An All American canner is about $200 more expensive than a Presto, but it is built to last and you can feel the craftsmanship the first time you pick one up to look at it. An All American canner will be something to pass down to your children as it will last your lifetime as well as theirs.

 

Instead of using a rubber gasket to create a seal, the All American uses a precision-machined metal-to-metal surface area, so there is no gasket to fail.

 

Even though the All American has a pressure guage on the lid, it is only there as a reference as the All American uses calibrated weights that sit on top of the vent to set the exact pressure inside the canner. Using calibrated weights is the foolproof method that has been used for generations.
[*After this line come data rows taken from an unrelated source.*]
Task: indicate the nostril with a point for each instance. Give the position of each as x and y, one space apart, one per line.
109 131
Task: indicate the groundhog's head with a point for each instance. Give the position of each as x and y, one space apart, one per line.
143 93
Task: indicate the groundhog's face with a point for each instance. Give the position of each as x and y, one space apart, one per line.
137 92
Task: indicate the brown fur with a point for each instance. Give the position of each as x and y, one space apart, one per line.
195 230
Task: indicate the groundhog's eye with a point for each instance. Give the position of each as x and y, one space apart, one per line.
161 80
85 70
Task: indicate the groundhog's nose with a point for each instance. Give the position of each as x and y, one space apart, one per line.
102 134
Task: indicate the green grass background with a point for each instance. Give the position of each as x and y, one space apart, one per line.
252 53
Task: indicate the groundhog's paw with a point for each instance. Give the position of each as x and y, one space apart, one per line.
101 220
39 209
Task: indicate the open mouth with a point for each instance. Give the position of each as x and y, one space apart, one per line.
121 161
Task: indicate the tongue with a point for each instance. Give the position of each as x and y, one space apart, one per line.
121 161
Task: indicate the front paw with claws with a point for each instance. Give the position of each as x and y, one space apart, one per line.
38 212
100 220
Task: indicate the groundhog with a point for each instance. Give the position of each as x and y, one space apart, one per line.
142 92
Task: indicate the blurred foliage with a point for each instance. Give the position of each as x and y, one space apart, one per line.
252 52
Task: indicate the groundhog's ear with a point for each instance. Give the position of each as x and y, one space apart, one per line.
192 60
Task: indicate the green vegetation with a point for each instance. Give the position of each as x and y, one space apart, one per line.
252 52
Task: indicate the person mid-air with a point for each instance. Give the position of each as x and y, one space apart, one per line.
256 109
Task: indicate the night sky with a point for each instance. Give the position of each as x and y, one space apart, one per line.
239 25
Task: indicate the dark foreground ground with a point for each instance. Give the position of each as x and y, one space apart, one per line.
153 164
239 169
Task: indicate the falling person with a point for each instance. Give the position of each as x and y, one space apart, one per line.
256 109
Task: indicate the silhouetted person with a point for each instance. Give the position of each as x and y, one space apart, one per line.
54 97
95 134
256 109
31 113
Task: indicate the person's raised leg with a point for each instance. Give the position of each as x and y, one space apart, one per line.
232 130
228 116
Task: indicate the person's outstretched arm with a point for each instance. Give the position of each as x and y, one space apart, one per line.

This means that although you can have the pressure guage checked periodically to make sure that it is still calibrated correctly, there is no need to. The weights determine the pressure inside, not the guage.

 

Because the All American is built to last several lifetimes and is made from stainless steel, it is considerably heavier than the Presto models. I would not recommend the All American for those who have glass top stoves, although I do know several people with glass top stoves who insist on using the All American and have not had problems with it.

 

Choose What Works For Your Needs

Basically the choice in a canner comes down to your needs and preferences. If all you are wanting to do is make jams and jellies and things like that, then all you need is a water-bath canner so there is no need in buying a more expensive pressure canner.

 

But I warn you now. Once you start canning, you will get hooked. It is a very addictive hobby. You will want to start preserving everything you can find and will start experimenting with new recipes to see what else you can do with it. You will soon see that you will need to add on a pressure canner.

 

One thing to consider is that pressure canners are also able to be used as a water-bath canner, so if you are needing both options, you can have both by just getting a pressure canner.

 

Personally, in a pressure canner I prefer the way the All American is designed over the Presto. I like the individually tightened clamps running all the way around the rim which makes me feel safer. I also like the handle on the top of the lid of the All American which keeps you from burning you hands with the steam as you release the seal. I have burned my hands many times with the Presto before I decided to upgrade to the All American.